巻頭言
馬 好 き の 教 育 論
目 賀 田 八 郎

 スポーツマンシップという言葉の初出は、1749年である。フィールディング作『トム・ジョーンズ』である。狩猟家精神と訳されるところを『スポーツマンシップ』としたのである。ツルゲーネフの猟人日記が『スポーツマン・ダイアリー』と訳されたのとの同じである。当時スポーツといえば、騎乗の狩しかなかったのである。

 人間と馬の、共存の歴史は古い。スキタイ騎馬民族の発生の地ウクライナでは、BC3700年頃の、家畜化された馬の骨が発掘されている。その後東西へ、スキタイ族の侵出と共に伝播したのだろう。BC2000年頃の『殷墟』から、駟車(戦闘馬車)が、BC1700年頃のエジプトからは、『騎士を乗せた馬車を描いた壺』が発掘されている。
 また、BC1300年頃から現れた、乗馬に便利な『胡服』が、今日のズボンの起源である。直刀が、今日の反りをもったのも、騎馬戦に便利だからである。

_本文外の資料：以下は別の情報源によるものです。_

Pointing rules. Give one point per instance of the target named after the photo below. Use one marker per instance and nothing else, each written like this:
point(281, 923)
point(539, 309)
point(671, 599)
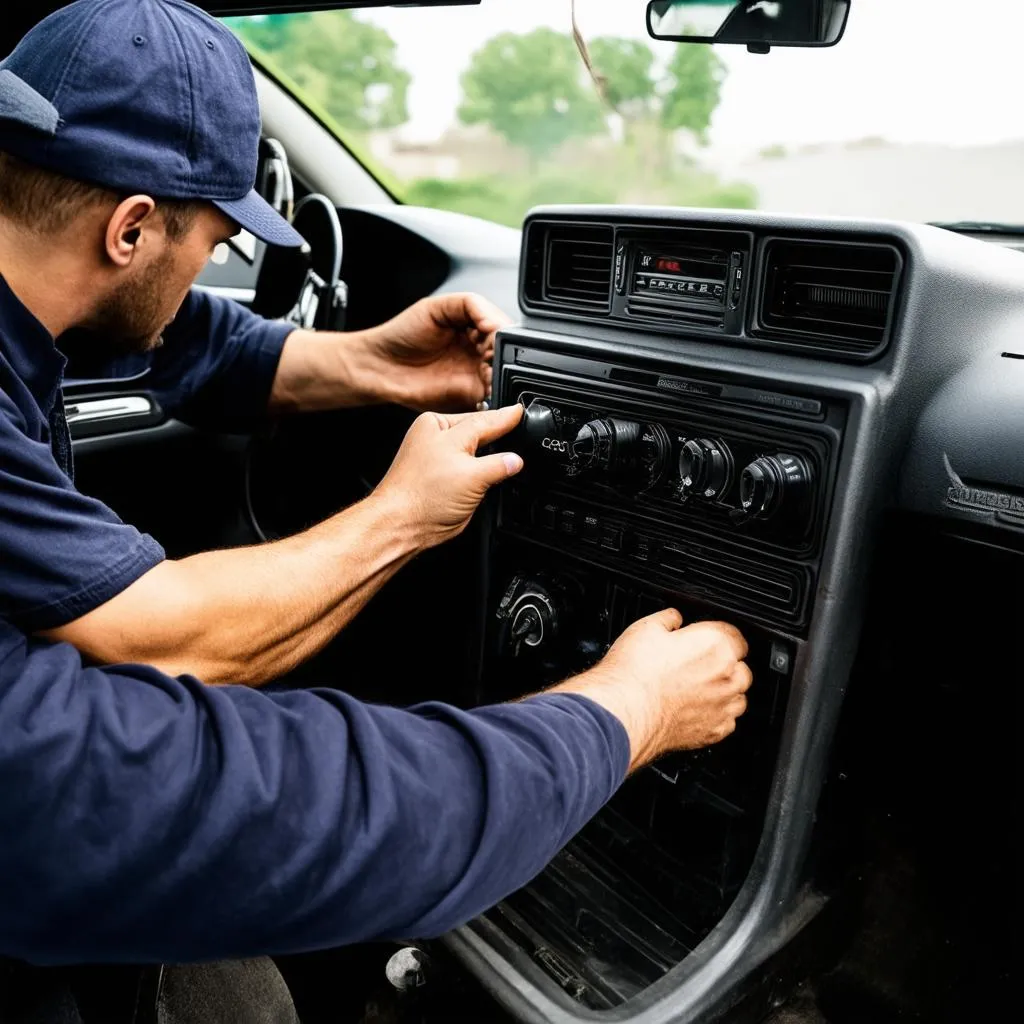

 ともあれ、そういう歴史を経て、騎士道が生まれた。それは『巧みさ』と共に『優雅さ』が求められた。近代馬術でも、騎士としての優雅な『心』が最も重視さているのである。当時は、騎士の心がない者は、ロバに乗ったのである。
 騎士に好まれたのが『騎乗槍試合』である。団体で行う勝抜戦をトーナメントと言うが、これば仏語の『馬を回す』の意味である。勿論個人戦のマッチゲームも、馬術から生まれた言葉である。  この『巧みさ』と『優雅さ』を、そのまま競技として独立させたのが、独に生まれた『器械体操』である。鞍馬・跳馬の名が示す通り、もとは乗馬の訓練だったのである。だから、馬の具象である平行棒の下はくぐらない。馬の腹の下は、くぐらないのが鉄則だからである。

 長々と馬術の話をしたが、これだけ歴史のあるものに、現代の鑑がないわけがない。それを説きたい為である。
 馬を御するに、古来より三態ありとされている。近代馬術にも、この継承はある。
 独に『馬を御するを主とする』法が生まれた。伊に『馬の自然に従うを主とする』法が生まれた。今も、これを尊奉する派もある。
 しかしほとんどは、仏の『馬の自然を尊重しながら、人為で御す』が主流である。
 子供を馬に置き換えては……と思いつつ、今の現場の反省にならないであろうか。